A hastily drafted moratorium on foreclosures has kept many New Yorkers in their homes. It’s about to change.
New York City has been the big holdout in the U.S. housing meltdown. Wealthy foreigners flush with weak dollars and a finite supply of pricey Manhattan condominiums have kept the market moving.
But the New York hiatus from a harsh real estate market is likely coming to an end – and it’s not just the estimated loss of 48,000 jobs in the city over the next year that will cool home prices. Foreclosures are expected to start heading higher—possibly sharply higher—as soon as next month.
The foreclosure rate is important because a rise is traditionally followed by a drop in home values. As a rule, every one foreclosure in a neighborhood lowers home values in that area by about 1%.
The foreclosure rate in New York has been artificially depressed, thanks to a state law passed in August.

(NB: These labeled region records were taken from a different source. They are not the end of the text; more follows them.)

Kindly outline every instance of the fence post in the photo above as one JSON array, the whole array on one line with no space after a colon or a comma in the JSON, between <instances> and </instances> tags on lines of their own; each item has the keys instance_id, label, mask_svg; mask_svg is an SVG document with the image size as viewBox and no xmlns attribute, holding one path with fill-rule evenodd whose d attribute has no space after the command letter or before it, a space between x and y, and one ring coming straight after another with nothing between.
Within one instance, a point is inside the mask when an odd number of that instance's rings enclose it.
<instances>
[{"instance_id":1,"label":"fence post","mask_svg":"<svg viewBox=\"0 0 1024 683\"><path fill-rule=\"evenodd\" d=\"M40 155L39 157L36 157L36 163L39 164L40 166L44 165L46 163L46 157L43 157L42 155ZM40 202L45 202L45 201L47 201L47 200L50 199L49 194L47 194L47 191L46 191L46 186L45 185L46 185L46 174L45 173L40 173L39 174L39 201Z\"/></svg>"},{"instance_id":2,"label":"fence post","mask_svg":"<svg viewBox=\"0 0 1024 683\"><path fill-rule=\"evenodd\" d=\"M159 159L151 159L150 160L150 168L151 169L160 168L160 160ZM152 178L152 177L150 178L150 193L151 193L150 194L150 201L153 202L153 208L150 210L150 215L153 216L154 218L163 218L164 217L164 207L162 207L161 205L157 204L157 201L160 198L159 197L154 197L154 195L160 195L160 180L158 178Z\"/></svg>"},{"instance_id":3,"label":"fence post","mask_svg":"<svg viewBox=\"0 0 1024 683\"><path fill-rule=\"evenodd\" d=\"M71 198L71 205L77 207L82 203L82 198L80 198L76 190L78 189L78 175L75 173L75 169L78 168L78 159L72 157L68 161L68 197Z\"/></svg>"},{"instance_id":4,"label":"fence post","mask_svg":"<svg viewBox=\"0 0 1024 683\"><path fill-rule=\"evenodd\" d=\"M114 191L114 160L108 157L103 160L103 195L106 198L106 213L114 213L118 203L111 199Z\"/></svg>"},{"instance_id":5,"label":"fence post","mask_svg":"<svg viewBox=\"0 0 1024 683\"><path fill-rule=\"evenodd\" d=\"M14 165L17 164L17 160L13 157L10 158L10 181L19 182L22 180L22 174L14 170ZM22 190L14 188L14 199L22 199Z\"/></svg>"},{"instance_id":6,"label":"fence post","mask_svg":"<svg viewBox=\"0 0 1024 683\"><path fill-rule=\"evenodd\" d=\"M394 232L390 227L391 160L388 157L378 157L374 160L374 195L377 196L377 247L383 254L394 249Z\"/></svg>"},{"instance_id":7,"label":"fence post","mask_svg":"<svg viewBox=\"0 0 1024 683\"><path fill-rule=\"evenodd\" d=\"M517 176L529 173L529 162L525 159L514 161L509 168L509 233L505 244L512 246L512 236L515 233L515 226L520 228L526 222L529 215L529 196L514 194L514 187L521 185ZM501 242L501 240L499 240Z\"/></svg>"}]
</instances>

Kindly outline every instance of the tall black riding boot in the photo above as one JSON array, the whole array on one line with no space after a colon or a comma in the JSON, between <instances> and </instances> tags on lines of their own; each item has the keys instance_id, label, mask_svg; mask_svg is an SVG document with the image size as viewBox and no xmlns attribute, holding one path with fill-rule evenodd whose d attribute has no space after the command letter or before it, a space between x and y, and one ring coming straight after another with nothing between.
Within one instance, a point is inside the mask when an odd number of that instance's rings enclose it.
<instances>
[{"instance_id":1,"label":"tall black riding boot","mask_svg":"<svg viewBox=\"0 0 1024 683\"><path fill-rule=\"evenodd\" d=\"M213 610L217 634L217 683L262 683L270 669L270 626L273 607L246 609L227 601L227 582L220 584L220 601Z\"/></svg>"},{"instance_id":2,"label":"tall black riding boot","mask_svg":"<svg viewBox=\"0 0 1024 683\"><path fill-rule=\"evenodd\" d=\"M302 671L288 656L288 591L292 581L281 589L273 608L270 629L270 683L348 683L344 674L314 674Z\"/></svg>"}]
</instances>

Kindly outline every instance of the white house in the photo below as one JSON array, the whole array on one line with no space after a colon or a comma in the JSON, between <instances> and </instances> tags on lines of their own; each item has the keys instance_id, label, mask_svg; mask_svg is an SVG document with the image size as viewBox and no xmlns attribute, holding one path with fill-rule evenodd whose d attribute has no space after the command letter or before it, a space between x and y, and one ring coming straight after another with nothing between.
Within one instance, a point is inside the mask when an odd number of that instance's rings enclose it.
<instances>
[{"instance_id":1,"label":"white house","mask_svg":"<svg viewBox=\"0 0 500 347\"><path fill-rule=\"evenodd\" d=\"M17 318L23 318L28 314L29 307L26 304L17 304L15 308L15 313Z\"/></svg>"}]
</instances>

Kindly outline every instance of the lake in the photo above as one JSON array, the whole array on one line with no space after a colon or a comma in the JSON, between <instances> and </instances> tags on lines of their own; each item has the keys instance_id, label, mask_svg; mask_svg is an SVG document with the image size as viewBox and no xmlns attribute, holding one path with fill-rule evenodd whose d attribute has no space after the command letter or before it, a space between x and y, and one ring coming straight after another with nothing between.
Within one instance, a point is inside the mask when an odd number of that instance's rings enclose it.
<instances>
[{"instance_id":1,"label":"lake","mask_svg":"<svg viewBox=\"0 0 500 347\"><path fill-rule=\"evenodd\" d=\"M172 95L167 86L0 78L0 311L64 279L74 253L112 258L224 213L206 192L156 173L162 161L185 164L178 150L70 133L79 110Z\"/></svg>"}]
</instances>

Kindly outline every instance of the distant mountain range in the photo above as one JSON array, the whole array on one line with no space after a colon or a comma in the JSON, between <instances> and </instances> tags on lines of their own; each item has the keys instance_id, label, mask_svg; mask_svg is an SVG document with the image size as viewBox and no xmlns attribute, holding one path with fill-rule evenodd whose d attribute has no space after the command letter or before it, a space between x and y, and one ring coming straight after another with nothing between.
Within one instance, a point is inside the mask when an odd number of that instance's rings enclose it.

The trouble is, that relief has been temporary. As the moratorium lifts, the fear is that foreclosures will spike and the housing market will face even tougher headwinds. As more states consider delaying foreclosures to keep people in their homes, what happens next in New York could well be instructional.
“It is going to be an absolute disaster next month,” said Bill Staniford, the CEO of PropertyShark.com, a real estate research site. “We haven’t seen anything yet.”